- Purpose: evaluate adults suspected of having aphasia,

= Boston Diagnostic Aphasia Examination =

The Boston Diagnostic Aphasia Examination is a neuropsychological battery used to evaluate adults suspected of having aphasia, and is currently in its third edition. It was created by Harold Goodglass and Edith Kaplan. The exam evaluates language skills based on perceptual modalities (auditory, visual, and gestural), processing functions (comprehension, analysis, problem-solving), and response modalities (writing, articulation, and manipulation). Administration time ranges from 20 to 45 minutes for the shortened version but it can last up to 120 minutes for the extended version of the assessment. There are five subtests which include: conversational & expository speech, auditory comprehension, oral expression, reading, and writing. In the extended version all questions are asked while in the shortened version only a few questions are asked within each subtest. Many other tests are sometimes used by neurologists and speech language pathologists on a case-by-case basis, and other comprehensive tests exist like the Western Aphasia Battery.

==Description==
The Boston Diagnostic Aphasia Examination provides a comprehensive exploration of a range of communicative abilities. Its results are used to classify patient's language profiles into one of the localization based classifications of aphasia: Broca's, Wernicke's, anomic, conduction, transcortical, transcortical motor, transcortical sensory, and global aphasia syndromes, although the test does not always provide a diagnosis or a therapeutic approach. The assessment provides a severity rating. The Examination is designed to go beyond simple functional definitions of aphasia into the components of language dysfunctions (symptoms) that have been shown to underlie the various aphasic syndromes. Thus, this test evaluates various perceptual modalities (e.g., auditory, visual, and gestural), processing functions (e.g., comprehension, analysis, problem-solving), and response modalities (e.g., writing, articulation, and manipulation). This approach allows for the neuropsychological analysis and measurement of language-related skills and abilities from both ideographic and nomothetic bases, as well as a comprehensive approach to the symptom configurations that relate to neuropathologic conditions. The test is divided into five subtests and include assessment of conversation and expository speech (simple social responses, free conversation, and picture description), auditory comprehension (at the word-level, sentence level, and complex ideational material), oral expression (automatized sequences, repetition, and naming), reading (basic symbol recognition, number matching, word identification-picture-word matching, oral reading, and reading comprehension), and writing (mechanics, encoding skills, written picture naming, and narrative writing).

===Scoring===
The manual provides clear statements and rules for scoring protocols.
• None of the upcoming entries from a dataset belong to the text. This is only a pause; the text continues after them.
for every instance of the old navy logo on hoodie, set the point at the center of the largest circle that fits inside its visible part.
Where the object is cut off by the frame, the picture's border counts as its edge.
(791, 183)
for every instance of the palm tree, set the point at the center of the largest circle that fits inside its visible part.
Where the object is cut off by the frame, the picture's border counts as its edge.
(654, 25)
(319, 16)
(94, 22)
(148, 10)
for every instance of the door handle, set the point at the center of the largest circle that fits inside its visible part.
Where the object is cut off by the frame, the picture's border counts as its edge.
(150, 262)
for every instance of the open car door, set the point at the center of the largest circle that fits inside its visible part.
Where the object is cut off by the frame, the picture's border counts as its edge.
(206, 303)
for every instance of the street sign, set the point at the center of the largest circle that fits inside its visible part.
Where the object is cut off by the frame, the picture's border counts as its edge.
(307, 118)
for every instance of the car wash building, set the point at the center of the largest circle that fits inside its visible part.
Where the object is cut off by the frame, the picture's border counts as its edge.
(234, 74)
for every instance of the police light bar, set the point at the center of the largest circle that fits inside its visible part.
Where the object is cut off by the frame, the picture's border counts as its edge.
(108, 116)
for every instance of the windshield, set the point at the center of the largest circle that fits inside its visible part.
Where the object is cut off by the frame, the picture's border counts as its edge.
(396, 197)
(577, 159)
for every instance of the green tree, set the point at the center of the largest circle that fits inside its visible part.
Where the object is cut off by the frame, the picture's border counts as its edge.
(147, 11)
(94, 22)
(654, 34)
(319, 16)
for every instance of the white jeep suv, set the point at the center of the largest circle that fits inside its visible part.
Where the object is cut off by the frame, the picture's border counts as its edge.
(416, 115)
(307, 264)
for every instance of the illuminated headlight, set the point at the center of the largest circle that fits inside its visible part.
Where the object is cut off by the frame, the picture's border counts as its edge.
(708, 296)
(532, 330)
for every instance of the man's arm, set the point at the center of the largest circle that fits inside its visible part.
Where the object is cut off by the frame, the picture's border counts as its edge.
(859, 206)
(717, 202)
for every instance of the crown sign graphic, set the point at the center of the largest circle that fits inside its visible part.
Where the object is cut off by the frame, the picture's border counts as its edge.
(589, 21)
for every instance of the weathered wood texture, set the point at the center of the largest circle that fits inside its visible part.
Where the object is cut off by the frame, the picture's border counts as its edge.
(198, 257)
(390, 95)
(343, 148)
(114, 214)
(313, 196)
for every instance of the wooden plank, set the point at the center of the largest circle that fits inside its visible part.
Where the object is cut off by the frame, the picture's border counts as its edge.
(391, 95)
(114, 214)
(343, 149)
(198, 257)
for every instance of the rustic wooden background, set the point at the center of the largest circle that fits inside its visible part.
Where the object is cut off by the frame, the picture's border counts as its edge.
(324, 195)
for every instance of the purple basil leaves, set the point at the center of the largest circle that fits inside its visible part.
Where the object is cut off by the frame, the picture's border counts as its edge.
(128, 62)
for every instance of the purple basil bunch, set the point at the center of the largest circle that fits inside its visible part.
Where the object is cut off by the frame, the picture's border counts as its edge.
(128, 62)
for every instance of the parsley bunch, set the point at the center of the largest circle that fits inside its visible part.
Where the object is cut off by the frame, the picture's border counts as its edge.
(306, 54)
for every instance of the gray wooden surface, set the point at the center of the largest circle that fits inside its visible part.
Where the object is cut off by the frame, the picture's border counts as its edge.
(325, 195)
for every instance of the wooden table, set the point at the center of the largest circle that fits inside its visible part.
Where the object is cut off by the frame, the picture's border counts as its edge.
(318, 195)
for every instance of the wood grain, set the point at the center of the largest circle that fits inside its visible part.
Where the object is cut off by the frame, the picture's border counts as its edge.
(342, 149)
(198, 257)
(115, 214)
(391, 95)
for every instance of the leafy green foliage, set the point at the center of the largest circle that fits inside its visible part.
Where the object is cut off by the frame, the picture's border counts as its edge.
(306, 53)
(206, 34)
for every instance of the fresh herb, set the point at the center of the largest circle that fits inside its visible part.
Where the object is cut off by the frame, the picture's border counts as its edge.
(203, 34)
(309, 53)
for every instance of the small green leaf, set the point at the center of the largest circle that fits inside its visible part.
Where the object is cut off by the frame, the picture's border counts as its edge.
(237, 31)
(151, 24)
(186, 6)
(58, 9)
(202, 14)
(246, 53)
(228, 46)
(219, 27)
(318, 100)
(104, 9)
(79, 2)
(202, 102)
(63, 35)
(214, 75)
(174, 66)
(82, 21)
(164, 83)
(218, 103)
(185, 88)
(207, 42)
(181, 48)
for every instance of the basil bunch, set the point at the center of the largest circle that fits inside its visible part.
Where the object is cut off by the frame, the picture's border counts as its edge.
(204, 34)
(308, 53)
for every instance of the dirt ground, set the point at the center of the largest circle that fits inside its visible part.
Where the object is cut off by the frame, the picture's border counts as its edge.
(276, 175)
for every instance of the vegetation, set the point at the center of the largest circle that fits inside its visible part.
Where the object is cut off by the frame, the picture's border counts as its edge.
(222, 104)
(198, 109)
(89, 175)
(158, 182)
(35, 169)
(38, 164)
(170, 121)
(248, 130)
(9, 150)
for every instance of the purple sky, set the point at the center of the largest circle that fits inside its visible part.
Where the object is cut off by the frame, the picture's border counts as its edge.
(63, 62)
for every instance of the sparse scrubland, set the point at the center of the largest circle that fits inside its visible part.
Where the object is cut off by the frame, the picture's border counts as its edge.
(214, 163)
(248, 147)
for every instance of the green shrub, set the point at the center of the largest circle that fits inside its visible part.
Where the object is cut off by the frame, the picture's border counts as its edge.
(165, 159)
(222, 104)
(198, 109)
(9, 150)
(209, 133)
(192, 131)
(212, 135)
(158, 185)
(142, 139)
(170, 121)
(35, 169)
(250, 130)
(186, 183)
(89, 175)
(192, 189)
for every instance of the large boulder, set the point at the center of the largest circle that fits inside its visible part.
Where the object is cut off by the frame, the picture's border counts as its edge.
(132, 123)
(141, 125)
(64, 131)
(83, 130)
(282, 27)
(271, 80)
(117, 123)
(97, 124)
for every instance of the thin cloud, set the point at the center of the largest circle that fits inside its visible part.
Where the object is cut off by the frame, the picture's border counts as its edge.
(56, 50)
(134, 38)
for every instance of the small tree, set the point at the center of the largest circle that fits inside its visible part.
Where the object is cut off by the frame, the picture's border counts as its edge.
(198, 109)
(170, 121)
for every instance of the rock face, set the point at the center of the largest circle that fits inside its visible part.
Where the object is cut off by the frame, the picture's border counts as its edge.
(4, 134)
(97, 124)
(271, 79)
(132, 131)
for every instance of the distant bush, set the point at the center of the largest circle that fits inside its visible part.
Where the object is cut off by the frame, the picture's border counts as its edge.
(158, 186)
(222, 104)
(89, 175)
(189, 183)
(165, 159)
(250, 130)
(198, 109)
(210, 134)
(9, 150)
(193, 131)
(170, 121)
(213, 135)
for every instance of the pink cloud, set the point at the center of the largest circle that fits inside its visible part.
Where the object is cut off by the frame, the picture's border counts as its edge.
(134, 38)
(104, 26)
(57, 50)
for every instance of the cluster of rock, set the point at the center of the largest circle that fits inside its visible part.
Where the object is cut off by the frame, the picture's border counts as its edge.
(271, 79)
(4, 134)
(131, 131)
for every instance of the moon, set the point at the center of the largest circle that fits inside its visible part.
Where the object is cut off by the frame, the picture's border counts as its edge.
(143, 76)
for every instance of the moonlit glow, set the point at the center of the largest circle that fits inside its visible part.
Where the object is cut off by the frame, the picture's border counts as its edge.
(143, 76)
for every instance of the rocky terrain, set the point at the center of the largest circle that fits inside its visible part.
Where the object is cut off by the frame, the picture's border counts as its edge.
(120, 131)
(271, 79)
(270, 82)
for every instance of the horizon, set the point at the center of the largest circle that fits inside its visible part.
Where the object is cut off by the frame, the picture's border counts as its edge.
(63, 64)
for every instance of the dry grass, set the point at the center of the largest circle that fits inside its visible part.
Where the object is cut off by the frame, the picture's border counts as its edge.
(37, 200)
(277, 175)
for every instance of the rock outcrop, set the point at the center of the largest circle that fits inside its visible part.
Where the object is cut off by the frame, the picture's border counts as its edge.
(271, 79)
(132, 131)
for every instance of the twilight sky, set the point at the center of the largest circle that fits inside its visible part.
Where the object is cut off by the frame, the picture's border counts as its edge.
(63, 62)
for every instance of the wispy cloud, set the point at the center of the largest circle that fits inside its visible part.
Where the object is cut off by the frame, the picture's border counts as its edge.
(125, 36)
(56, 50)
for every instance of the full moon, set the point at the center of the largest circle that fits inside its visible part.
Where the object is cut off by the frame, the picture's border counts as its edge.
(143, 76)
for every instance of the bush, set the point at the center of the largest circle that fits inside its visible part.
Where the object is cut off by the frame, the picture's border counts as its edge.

Once the scores are collected, the examiner completes the Summary of Scores and inserts them into the Summary Profile of Standard Subtests in the Boston Diagnostic Aphasia Examination Record Booklet to get percentiles. The percentiles are listed as 0, 10, 20, 30, 40, 50, 60, 70, 80, 90, and 100 only. The scores that are collected are a tally of the number of correct responses, the number of cues given, number of phonemic cues, etc.

===Reliability===
Reliability of the subtests was studied by selecting protocols of 34 patients with a degree of severity of aphasia ranging from slight to severe. Kuder-Richardson reliability coefficients for subtests ranged from 0.68 to 0.98, with about two-thirds of the coefficients reported ranging from 0.90 upwards. Since test-retest reliability is difficult if not impossible to attain in patients with aphasic symptoms, the current reliability coefficients demonstrate good internal consistency in terms of what the items within the subtests are measuring.

===Validity===
Validity: A discriminant analysis comparing "unambiguous exemplars of a single syndrome" was carried out. Thus, unambiguous cases of Broca's aphasia, Wernicke's aphasia, conduction aphasia, and anomic aphasia were selected. Ten variables were selected on the assumption of providing the most useful data. From these, five variables were selected for the discriminant analysis (body part identification, repetition of high probability sentences, verbal paraphasias, articulatory agility rating, and automated sentence rating). This classification yielded no misclassifications.

===Norms===
Standardization of the revised Boston Diagnostic Aphasia Examination is based on a normative sample of 242 patients with aphasic symptoms tested at the Boston VA Medical Center between 1976 and 1982.